For some people, planning for disaster is a lifestyle. These adrenalized experts are focused on being maximally prepared for any catastrophe—from a power outage to a nuclear war to the zombie apocalypse. While a few might go overboard, there is merit in anticipating and planning for challenges you may face. Perhaps our grandmothers were right when they counselled, “A ounce of prevention is worth a pound of cure.”
In my FREEDOM BROKER series, protagonist Thea Paris adopts this philosophy with her SINK (Survival Insurance Nightmare Kit) bag, which she takes worldwide on missions. Its contents change depending on the assignment. Want to build your own kit? Determine what threats your environment might pose and chose your equipment accordingly. What you pack in your car while driving during winter in Northern regions will be very different from the gear needed for a trip across the Arizona desert. Consider your environment carefully when deciding what tools and gadgets might make your trip safer.
Here are a few basics that might prove helpful:
· Darkness can be intimidating. Picking up things you have dropped, or just walking safely on a dark, moonless night can be a challenge. Carry a small, inexpensive LED flashlight on your key ring. They weigh virtually nothing and you might be surprised how often you use it. Walking on a path to a cottage, finding the slot to insert your key at night, or even inspecting dark corners in a room in a house you are thinking about buying; the uses are endless. In dire circumstances, it could even be used as a self defense tool.

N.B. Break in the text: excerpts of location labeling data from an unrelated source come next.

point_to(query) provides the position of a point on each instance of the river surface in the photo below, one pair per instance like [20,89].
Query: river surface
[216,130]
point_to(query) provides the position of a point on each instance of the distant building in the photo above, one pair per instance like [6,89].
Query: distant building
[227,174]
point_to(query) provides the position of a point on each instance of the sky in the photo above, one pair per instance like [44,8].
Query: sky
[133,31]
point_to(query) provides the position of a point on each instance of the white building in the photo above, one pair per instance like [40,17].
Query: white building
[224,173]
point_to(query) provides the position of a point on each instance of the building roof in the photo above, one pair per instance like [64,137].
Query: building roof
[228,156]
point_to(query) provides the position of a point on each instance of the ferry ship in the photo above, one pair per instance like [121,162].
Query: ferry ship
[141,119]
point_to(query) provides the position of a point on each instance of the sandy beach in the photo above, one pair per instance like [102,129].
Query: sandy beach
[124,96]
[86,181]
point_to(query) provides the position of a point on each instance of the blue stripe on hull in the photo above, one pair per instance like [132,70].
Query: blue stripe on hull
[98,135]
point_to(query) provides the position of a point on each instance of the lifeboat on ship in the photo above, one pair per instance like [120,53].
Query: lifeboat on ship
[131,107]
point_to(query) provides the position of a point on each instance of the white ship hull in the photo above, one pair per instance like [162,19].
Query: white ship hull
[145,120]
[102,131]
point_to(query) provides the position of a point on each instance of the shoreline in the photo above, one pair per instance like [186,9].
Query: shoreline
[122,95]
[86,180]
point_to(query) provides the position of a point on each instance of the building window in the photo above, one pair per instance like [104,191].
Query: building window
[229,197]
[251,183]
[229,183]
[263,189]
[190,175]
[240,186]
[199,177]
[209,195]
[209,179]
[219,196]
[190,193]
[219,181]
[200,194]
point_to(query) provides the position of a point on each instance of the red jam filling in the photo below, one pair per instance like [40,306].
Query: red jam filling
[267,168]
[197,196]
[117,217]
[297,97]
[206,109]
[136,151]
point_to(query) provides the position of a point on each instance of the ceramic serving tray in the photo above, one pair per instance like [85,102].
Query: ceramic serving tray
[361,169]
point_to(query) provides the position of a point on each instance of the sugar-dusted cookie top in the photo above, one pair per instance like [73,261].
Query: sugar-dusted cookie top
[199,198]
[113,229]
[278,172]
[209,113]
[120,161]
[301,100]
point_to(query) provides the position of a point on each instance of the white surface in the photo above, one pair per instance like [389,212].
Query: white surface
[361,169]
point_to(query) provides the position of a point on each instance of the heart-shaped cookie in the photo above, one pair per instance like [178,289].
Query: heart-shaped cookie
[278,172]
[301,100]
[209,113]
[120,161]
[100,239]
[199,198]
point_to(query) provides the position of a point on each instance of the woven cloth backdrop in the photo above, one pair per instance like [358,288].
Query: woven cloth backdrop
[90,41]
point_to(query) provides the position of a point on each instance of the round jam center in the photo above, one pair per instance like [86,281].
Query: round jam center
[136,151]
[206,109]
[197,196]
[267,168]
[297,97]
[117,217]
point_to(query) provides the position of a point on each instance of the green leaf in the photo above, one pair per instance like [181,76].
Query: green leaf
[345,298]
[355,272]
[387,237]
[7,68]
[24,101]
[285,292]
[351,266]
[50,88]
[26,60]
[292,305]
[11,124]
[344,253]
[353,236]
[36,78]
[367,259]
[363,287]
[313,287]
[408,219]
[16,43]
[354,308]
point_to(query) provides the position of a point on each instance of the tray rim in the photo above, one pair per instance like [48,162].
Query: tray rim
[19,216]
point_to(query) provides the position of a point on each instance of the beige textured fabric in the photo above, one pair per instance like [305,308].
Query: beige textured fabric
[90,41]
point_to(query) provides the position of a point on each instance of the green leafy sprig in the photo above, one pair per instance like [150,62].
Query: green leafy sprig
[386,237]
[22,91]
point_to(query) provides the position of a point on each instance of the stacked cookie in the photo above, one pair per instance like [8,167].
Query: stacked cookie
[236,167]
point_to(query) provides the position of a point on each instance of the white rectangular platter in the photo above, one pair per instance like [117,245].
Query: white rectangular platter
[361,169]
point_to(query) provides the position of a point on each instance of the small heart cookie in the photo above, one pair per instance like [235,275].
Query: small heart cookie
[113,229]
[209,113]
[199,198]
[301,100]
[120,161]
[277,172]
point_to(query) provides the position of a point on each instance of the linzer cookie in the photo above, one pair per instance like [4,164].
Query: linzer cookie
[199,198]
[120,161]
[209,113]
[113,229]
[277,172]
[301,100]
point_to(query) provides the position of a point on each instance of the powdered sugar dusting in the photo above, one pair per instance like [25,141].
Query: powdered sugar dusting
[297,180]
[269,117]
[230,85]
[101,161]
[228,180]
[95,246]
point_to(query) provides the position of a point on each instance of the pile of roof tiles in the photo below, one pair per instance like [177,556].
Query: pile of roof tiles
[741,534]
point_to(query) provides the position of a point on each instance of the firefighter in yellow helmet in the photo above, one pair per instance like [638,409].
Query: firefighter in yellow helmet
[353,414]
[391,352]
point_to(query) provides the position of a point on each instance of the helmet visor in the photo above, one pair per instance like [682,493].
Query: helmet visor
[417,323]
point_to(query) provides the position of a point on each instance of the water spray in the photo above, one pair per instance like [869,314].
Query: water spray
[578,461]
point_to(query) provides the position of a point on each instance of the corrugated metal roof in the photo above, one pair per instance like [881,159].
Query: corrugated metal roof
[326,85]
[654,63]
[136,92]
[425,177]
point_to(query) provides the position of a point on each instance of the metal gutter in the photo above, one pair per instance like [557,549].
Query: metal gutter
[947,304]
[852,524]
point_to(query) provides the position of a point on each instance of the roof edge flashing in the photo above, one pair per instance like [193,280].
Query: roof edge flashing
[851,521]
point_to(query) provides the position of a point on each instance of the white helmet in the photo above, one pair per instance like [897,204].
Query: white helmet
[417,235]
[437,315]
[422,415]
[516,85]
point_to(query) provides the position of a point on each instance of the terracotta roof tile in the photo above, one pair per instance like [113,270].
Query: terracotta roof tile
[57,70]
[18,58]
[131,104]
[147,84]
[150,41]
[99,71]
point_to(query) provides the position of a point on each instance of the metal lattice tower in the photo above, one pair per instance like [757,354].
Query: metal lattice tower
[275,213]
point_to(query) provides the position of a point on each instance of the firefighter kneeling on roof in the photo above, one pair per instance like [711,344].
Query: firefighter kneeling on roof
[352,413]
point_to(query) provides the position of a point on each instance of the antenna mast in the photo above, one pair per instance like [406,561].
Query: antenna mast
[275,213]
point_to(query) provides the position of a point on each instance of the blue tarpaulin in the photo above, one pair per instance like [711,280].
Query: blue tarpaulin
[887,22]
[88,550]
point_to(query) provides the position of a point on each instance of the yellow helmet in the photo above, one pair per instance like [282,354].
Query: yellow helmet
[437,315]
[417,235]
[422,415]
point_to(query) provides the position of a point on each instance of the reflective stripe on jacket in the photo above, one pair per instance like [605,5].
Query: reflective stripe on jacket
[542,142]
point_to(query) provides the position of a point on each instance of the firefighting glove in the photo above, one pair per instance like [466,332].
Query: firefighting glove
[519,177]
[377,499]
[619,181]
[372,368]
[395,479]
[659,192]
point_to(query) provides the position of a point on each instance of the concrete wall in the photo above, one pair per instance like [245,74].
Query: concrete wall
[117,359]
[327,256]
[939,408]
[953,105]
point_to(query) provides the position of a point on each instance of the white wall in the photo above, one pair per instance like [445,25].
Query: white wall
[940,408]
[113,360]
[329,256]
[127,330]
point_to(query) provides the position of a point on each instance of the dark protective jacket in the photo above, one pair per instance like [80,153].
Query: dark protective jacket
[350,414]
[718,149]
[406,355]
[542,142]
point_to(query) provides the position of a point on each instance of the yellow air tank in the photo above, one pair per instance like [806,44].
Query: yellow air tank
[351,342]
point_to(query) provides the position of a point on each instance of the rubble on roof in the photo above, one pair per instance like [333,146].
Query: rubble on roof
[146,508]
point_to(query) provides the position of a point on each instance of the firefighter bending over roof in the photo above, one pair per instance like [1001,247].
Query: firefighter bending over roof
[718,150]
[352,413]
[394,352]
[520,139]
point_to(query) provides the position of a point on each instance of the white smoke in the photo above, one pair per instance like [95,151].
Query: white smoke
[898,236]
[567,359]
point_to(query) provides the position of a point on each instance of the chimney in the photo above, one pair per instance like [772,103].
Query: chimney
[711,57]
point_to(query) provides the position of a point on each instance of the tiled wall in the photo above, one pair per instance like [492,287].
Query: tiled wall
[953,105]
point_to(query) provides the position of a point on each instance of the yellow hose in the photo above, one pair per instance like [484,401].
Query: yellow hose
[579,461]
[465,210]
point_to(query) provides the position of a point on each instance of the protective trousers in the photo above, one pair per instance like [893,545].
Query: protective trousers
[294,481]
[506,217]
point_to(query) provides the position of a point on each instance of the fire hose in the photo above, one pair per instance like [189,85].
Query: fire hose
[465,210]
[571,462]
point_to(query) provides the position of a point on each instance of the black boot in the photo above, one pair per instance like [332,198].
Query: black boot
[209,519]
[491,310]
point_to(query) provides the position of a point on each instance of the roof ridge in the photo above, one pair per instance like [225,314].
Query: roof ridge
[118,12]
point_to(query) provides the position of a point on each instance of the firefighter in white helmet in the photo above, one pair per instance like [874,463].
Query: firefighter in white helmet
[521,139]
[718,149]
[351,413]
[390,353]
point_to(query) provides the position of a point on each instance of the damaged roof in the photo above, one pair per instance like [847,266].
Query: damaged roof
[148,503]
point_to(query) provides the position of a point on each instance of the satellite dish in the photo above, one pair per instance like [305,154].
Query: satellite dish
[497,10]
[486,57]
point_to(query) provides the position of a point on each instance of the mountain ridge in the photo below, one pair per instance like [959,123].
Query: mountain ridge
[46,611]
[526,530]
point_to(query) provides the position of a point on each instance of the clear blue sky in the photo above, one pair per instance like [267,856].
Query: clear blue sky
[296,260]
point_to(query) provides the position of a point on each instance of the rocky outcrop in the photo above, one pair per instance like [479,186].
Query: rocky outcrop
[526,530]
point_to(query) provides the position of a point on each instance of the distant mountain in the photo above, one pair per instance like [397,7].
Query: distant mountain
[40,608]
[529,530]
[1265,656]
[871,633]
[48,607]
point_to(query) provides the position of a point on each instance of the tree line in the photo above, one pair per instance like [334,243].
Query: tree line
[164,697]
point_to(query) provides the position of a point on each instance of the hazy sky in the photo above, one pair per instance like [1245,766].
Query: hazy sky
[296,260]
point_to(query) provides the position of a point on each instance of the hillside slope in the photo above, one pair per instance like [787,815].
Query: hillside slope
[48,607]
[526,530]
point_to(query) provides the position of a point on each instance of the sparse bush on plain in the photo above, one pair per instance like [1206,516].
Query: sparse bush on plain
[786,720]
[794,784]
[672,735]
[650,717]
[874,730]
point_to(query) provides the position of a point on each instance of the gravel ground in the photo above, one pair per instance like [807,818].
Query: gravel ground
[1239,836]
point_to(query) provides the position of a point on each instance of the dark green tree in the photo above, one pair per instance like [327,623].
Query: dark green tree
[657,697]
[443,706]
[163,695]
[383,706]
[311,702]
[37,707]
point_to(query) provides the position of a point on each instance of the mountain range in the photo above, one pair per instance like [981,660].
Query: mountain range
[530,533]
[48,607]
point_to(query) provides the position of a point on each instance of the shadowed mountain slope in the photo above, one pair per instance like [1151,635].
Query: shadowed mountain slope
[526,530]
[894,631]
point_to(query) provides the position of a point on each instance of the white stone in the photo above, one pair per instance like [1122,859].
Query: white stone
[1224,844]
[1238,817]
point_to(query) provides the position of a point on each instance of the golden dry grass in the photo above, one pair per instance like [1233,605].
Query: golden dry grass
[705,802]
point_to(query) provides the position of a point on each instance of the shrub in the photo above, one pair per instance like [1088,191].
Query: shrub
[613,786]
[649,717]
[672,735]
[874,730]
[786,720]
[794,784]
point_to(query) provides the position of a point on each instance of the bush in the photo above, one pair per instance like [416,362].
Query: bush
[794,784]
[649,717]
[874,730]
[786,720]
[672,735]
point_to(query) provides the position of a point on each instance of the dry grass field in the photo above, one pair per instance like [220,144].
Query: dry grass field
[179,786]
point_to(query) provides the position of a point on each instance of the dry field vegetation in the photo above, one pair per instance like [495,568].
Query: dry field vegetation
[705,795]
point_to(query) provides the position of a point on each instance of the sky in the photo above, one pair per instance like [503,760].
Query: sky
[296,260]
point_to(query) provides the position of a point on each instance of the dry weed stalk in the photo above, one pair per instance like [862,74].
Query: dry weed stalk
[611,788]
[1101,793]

· I highly recommend carrying a tactical pen. Much sturdier than regular pens, they can be used to sign autographs, as a self-defence weapon, or as a tool for small jobs, such as opening boxes, etc. They weigh slightly more and cost more than traditional pens, but mine have lasted a long time. The 5.11 Tactical and Gerber models have a good track record.
· If you have nightmares about being trapped in a car that is sinking in water, keep an auto rescue tool within reach inside your car. It incorporates a spring-loaded window punch, a curved seatbelt cutting tool, an LED flashlight and a longer blade for cutting cloth or wire, etc. Getting yourself or someone else out of a disabled, burning or sinking car with speed can be the difference between life and death. Statgear, a company started by a NYC paramedic offers an excellent product, and they make sensational holiday gifts.
· First Aid kits are critical. They come in all shapes, sizes, purposes, and price points so choose the one that best suits your needs. A few things to keep in mind—while the latest research demonstrates tourniquets are powerful first aid tools, many kits don’t have them, so you may want to buy a good one and add it to your kit. Also, no tool is effective if you don’t have the skill to use it. Practise using everything ahead of time to build your skill and confidence.
· They would revoke my Canadian citizenship if I didn’t recommend adding duct tape to your SINK. Known to the British as “gaffer tape,” this might be the single most useful product invented. It can repair machines, tools, and clothes, works as a first aid tool, stops leaks, kickstarts fires when burned as a fire starter, and can immobilize and gag prisoners in tactical situations. It’s also available in a multitude of cool colours to match your ensemble.
If you decide to go into full Thea Paris mode, you can purchase anti-kidnapping kits. This includes several items, such as handcuff keys, shims, razor blades, cutting wire, etc. designed to be secreted in your clothes or on your body. Fans of 5.11 Tactical clothing will discover multiple hidden pouches for keys, handcuff keys, and other items that were designed for use by CIA operatives. Just make sure you have the sales person clearly show you where these are before you take the items home…they are pretty much impossible to find if you don’t know where to look.
These are a few of my favorite safety items. What would be in your SINK bag?